What is BCHIE? The Blockchain Health Information Exchange (BCHIE) architecture is a revolutionary HIPAA compliant platform to handle health information across disparate systems.

What is the strategic business goal that this use case will support? The initial goal was to prove the possibility of both patient matching and interoperability as defined by guidance from The Office of the National Coordinator for Health Information Technology (ONC) with confidentiality, integrity, and availability in the transmission of data.

What other goals were there? The technology team aimed to build a user interface (UI) application to ensure data could be transferred through the most common mediums for passing medical records/health information: email, fax, discs (e.g., CDs and/or DVDs), and APIs. Note: With regard to APIs, the application built configured BCHIE to be compatible with the current Certified Health IT Product List and HealthIT.gov requirements (e.g., §170.315 (g)(7): Application Access – Patient Selection, §170.315 (g)(8): Application Access – Data Category, and §170.315 (g)(9): Application Access – All Data Request).

How was success measured?

  • Patient matching and interoperability needs are defined by Centers for Medicare & Medicaid Services (CMS) and ONC which is outlined in document CMS-9115-P.
  • Confidentiality and integrity would be proven if the patient information was secured and only accessible to users authorized by the patient.
  • Once confidentiality and integrity were achieved, availability would be achieved by the technology team from One Med Chart (OMC) building the UI application for the Web, Play Store, and App Store on the Cloud.

What were the technology and infrastructure requirements for testing? The architecture was tested with about 1,000 records, more than 500 unique data attributes, and 200 users. All users were test users. Correspondingly, all data and files were anonymized.

Was testing successful?

  • Patient matching and interoperability: Yes through the patient matching algorithm, which is only possible through the blockchain.
  • Confidentiality and integrity: Yes. In testing, patient information was secured and only accessible to users authorized by the patient as demonstrated by unauthorized users not being able to access records. We also tested the security of the system, ensuring vulnerabilities were eliminated at all layers.
  • Availability: Yes. The technology team successfully built a One Med Chart UI application for the Web, Play Store, and App Store.
  • Transfer through common mediums: Yes. We successfully transferred data through email, fax, uploads, and APIs.

What are the implementation challenges? One learning from testing surrounds the antiquated technology used by health information companies to store their data. In order to make the transition to the BCHIE smoother, the OMC team built an API on top of the Blockchain, recognizing that there are limitations on the likelihood of every client being able to change their system altogether.

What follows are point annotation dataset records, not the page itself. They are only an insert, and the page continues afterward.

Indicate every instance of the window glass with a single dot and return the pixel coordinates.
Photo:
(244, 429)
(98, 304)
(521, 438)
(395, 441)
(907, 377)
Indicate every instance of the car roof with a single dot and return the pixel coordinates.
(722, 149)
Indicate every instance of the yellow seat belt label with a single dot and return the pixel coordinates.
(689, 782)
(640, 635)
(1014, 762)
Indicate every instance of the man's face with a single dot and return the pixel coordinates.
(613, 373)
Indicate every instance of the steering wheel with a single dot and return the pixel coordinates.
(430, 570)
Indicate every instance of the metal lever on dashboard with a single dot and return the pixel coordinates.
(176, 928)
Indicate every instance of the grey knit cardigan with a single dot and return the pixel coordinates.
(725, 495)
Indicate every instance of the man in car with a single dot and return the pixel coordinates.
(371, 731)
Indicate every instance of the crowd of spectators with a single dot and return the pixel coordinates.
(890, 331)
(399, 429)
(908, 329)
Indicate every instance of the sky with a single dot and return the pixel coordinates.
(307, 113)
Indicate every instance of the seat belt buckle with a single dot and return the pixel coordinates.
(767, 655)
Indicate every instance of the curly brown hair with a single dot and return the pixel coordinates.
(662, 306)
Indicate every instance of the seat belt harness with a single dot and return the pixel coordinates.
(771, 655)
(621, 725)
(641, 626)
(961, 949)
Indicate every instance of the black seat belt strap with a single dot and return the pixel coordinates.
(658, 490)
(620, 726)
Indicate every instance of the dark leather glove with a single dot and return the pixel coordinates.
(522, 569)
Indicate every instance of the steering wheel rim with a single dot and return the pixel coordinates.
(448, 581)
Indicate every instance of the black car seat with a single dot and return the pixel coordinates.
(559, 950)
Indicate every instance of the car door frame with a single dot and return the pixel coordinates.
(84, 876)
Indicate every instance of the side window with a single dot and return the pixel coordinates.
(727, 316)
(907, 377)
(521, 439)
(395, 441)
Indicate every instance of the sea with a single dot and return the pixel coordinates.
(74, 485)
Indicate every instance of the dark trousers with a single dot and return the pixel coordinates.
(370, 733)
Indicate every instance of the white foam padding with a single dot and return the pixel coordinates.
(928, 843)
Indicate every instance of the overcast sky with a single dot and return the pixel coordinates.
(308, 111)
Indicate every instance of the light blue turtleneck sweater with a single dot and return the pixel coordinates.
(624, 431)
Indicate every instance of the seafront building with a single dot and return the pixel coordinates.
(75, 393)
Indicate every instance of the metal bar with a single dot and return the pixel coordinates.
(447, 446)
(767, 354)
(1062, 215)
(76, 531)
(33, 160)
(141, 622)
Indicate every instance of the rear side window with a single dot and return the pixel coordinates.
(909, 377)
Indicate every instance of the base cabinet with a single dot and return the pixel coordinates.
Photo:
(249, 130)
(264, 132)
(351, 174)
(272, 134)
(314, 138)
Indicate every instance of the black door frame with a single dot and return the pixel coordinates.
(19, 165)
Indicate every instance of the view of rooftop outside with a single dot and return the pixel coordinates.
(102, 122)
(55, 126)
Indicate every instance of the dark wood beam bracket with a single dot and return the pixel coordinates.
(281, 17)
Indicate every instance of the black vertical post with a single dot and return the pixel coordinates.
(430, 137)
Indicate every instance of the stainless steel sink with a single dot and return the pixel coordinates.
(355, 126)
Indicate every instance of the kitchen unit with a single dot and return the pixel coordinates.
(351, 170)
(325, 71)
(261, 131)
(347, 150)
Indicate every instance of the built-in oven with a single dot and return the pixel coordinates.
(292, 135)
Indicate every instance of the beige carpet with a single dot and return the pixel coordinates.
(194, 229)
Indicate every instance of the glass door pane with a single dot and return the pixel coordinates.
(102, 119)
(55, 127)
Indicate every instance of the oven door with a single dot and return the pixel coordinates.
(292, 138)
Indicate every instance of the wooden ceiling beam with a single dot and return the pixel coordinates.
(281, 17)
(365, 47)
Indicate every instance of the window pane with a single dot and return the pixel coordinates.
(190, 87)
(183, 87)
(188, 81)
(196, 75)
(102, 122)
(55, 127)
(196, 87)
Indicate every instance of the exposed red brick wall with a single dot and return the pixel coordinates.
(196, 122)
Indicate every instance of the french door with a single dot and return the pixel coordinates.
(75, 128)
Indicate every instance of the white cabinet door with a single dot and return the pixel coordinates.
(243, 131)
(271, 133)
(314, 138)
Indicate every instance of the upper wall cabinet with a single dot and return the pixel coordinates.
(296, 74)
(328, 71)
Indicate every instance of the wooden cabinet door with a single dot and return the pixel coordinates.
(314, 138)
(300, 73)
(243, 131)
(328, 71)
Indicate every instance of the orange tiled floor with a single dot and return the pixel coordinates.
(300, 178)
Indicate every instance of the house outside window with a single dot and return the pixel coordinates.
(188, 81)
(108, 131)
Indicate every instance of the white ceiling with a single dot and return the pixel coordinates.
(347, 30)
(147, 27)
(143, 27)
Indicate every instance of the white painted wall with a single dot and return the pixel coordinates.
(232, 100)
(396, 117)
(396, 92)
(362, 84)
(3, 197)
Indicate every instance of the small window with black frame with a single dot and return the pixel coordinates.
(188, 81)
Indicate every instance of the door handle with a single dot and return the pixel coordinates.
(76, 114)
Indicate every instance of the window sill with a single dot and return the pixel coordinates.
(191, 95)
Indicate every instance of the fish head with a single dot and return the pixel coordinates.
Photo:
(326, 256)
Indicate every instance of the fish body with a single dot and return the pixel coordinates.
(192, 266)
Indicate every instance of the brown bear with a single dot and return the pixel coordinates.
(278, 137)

We acknowledge that security is not 100% as any system is vulnerable to brute force attacks. Additionally, availability is 99.99% due to the system having redundancy and load balancing on the cloud. Moreover, patient matching could be possible using SQL or NOSQL, but only in theory as every health IT company would have to share their database(s) schema, have the same SQL capabilities, especially with personnel, and, most importantly, treat the SQL database as a blockchain, which is a difficult concept to comprehend and even more difficult to implement.